Pipelines implementation for Lightricks' LTX-2 model

Project description

LTX-2 Pipelines

High-level pipeline implementations for generating audio-video content with Lightricks' LTX-2 model. This package provides ready-to-use pipelines for text-to-video, image-to-video, video-to-video, and keyframe interpolation tasks.

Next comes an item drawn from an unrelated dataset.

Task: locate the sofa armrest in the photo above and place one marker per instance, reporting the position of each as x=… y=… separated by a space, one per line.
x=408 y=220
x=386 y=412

Pipelines are built using building blocks from ltx-core (schedulers, guiders, noisers, patchifiers) and handle the complete inference flow including model loading, encoding, decoding, and file I/O.

📋 Overview

LTX-2 Pipelines provides production-ready implementations that abstract away the complexity of the diffusion process, model loading, and memory management. Each pipeline is optimized for specific use cases and offers different trade-offs between speed, quality, and memory usage.

Key Features:

🎬 Multiple Pipeline Types: Text-to-video, image-to-video, video-to-video, audio-to-video, keyframe interpolation, and retake
⚡ Optimized Performance: Support for FP8 transformers, gradient estimation, and memory optimization
🎯 Production Ready: Two-stage pipelines for best quality output
🔧 LoRA Support: Easy integration with trained LoRA adapters
📦 Self-Contained: Handles model loading, encoding, decoding, and file I/O
🚀 CLI Support: All pipelines can be run as command-line scripts

🚀 Quick Start

ltx-pipelines provides ready-made inference pipelines for text-to-video, image-to-video, video-to-video, audio-to-video, keyframe interpolation, and retake. Built using building blocks from ltx-core, these pipelines handle the complete inference flow including model loading, encoding, decoding, and file I/O.

🔧 Installation

# From the repository root
uv sync --frozen

# Or install as a package
pip install -e packages/ltx-pipelines

Running Pipelines

All pipelines can be run directly from the command line. Each pipeline module is executable:

# Run a pipeline (example: two-stage text-to-video)
python -m ltx_pipelines.ti2vid_two_stages \
    --checkpoint-path path/to/checkpoint.safetensors \
    --distilled-lora path/to/distilled_lora.safetensors 0.8 \
    --spatial-upsampler-path path/to/upsampler.safetensors \
    --gemma-root path/to/gemma \
    --prompt "A beautiful sunset over the ocean" \
    --output-path output.mp4

# View all available options for any pipeline
python -m ltx_pipelines.ti2vid_two_stages --help

Available pipeline modules:

ltx_pipelines.ti2vid_two_stages - Two-stage text/image-to-video (recommended).
ltx_pipelines.ti2vid_two_stages_hq - Two-stage text/image-to-video (different sampler, better quality).
ltx_pipelines.ti2vid_one_stage - Single-stage text/image-to-video.
ltx_pipelines.distilled - Fast text/image-to-video pipeline using only the distilled model.
ltx_pipelines.ic_lora - Video-to-video with IC-LoRA.
ltx_pipelines.keyframe_interpolation - Keyframe interpolation.
ltx_pipelines.a2vid_two_stage - Audio-to-video generation conditioned on an input audio.
ltx_pipelines.retake - Regenerate a time region of an existing video.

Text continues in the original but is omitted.